Fue abatido a mi lado, pero no recuerdo dónde sucedió. Dispararon. Nos tiramos al suelo. De pronto vi que se retorcía de dolor. Los disparos cesaron y él intentó no gritar. Sujeté su cabeza y quise que viviera. Hijo de puta, tenía que vivir. Cuando empezó a respirar con calma, me alegré. Intenté pensar cómo llevarlo hasta donde estaba el enfermero y de pronto empezó a ahogarse, luego volvió a respirar pausadamente y por un instante respiró profundamente y vi cómo el aire entraba en él y estaba convencido de que se salvaría, pero el aire ya no salió. Murió con esa profunda respiración. El aire no quiso salir.

Fui a la casa Fefferman y pedí hablar con Yitzhak Rabin. Me hicieron pasar y le dije que había muerto un valiente y que tal vez fuera posible escribir en la lápida provisional «Yashka el Partisano». Rabin lo pensó y dio permiso. Había entierros todas las mañanas y, cuando llegó su turno, dejaron el cuerpo dentro de la fosa. Nosotros solíamos estar demasiado cansados para ir a los entierros, pero en esa ocasión, y como algo excepcional, sí que fuimos, porque dijimos: pobrecillo, no tenía a nadie. Como si nosotros sí tuviésemos a alguien. Pero él no tenía padres en la ciudad ni en el campo. Llenamos la tumba de tierra y clavamos un letrero donde ponía: «Yashka el Partisano».

En el cementerio de Kiryat Anavim, donde pensé que enterrarían a Yitzhak Rabin, junto a sus subordinados y compañeros muertos, donde descansan mis camaradas, como Menahem, un amigo de la juventud y otros, no hay hoy ninguna lápida con el nombre de Rabin, pero tampoco con el de Yashka el Partisano.

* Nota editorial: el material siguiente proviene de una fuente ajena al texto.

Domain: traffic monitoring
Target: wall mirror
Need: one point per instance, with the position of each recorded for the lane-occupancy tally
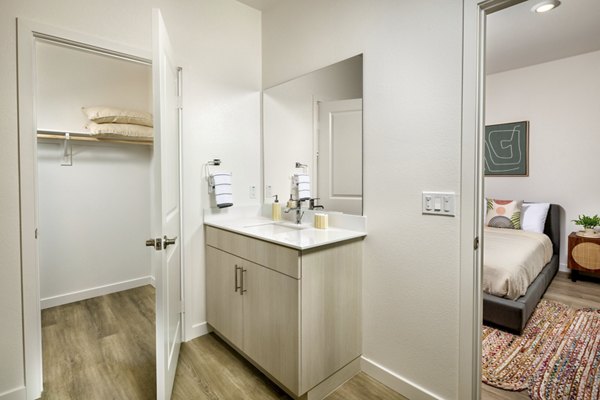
(316, 120)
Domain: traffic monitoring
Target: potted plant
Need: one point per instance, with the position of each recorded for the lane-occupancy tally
(588, 223)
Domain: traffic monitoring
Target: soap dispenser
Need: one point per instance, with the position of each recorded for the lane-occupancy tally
(276, 210)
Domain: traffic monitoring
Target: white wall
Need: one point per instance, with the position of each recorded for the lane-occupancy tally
(412, 136)
(93, 215)
(68, 79)
(560, 100)
(288, 120)
(93, 220)
(218, 46)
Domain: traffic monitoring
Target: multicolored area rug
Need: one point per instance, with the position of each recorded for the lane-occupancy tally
(556, 357)
(574, 371)
(509, 361)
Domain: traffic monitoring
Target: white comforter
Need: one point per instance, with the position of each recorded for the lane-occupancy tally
(512, 259)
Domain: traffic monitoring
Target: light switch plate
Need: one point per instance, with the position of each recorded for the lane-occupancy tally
(439, 203)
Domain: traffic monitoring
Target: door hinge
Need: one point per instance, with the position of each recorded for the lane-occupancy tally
(156, 243)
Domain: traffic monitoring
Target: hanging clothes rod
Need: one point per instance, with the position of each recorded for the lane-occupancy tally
(85, 137)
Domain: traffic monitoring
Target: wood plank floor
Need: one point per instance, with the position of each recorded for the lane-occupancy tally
(104, 348)
(578, 294)
(101, 348)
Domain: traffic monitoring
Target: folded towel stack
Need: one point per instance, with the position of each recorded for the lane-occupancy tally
(221, 183)
(302, 185)
(119, 123)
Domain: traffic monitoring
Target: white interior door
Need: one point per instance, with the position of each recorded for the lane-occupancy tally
(339, 179)
(167, 213)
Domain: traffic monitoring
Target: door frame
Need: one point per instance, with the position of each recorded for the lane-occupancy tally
(27, 33)
(472, 189)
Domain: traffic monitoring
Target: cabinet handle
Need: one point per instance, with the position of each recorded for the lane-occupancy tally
(236, 280)
(242, 285)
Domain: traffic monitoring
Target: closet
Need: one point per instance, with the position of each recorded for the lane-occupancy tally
(94, 194)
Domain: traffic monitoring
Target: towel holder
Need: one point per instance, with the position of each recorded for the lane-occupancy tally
(67, 159)
(213, 162)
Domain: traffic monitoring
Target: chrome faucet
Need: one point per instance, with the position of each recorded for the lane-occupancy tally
(299, 212)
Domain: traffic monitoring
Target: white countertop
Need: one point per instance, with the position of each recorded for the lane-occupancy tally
(285, 233)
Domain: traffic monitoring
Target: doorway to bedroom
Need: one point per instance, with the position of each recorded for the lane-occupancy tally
(541, 128)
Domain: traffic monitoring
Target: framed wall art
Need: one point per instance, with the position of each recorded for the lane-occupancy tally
(506, 149)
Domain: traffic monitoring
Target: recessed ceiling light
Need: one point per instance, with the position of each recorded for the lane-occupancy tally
(546, 5)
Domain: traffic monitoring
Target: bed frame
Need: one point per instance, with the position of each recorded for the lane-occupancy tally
(512, 315)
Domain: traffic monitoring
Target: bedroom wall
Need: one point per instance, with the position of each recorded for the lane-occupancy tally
(560, 100)
(218, 45)
(412, 135)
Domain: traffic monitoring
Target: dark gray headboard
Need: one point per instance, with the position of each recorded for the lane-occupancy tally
(552, 227)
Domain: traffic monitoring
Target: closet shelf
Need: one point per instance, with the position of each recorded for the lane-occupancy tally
(86, 137)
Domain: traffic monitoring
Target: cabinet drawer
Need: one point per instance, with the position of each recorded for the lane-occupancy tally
(273, 256)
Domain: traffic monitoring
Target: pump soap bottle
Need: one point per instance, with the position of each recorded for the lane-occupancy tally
(276, 210)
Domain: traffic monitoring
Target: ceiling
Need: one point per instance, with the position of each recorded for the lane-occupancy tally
(517, 37)
(261, 5)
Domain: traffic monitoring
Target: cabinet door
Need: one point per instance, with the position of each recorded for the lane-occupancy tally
(271, 323)
(223, 302)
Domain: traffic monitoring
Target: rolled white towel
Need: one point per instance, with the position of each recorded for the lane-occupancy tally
(301, 178)
(303, 194)
(222, 188)
(220, 178)
(224, 200)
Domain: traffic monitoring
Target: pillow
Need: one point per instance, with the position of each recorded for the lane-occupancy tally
(504, 213)
(120, 131)
(533, 216)
(102, 115)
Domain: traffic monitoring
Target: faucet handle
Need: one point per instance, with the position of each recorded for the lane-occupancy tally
(311, 203)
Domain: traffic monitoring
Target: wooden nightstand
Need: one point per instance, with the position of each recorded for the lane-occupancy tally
(584, 255)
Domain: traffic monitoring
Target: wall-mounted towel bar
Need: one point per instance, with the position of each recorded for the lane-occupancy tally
(85, 137)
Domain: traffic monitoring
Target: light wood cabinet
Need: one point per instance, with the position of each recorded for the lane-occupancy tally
(224, 310)
(299, 312)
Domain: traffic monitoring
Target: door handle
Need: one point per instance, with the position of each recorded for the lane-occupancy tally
(167, 242)
(243, 290)
(156, 243)
(236, 280)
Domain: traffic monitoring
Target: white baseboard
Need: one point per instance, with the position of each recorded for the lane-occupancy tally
(396, 382)
(19, 393)
(94, 292)
(199, 329)
(563, 267)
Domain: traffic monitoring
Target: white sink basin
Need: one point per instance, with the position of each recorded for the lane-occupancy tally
(272, 228)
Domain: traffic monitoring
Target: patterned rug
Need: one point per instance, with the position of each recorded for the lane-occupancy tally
(509, 361)
(574, 371)
(556, 357)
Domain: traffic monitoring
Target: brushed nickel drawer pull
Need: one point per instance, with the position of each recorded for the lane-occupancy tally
(243, 286)
(236, 280)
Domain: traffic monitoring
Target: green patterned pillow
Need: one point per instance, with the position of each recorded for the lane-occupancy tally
(504, 213)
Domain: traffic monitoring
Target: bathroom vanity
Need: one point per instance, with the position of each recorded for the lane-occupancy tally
(288, 298)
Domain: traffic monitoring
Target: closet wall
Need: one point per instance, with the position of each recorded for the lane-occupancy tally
(94, 214)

Podría haber averiguado en el kibutz si se habían olvidado de él o si sabían su nombre verdadero, si algún pariente se había llevado su cuerpo, si podrían haberlo enterrado con su nombre completo en otro lugar o trasladado a otro cementerio o si la fosa se llenó y no lo vieron y había desaparecido. En Salmos 6 se dice: «En la muerte no hay de ti recuerdo, en el Sheol ¿quién te alabará?».

Yashka el Partisano era judío incluso aunque no lo fuera. Tanto si trasladaron su cuerpo muerto a otro lugar como si el rabinato abrió su tumba para comprobar si su madre era judía e intentaran quizá circuncidarlo después de muerto, él permanece donde fue enterrado aunque sus restos fueran exhumados. En el cielo eterno y vacío de Dios está Yashka el Partisano, tenga el nombre que tenga.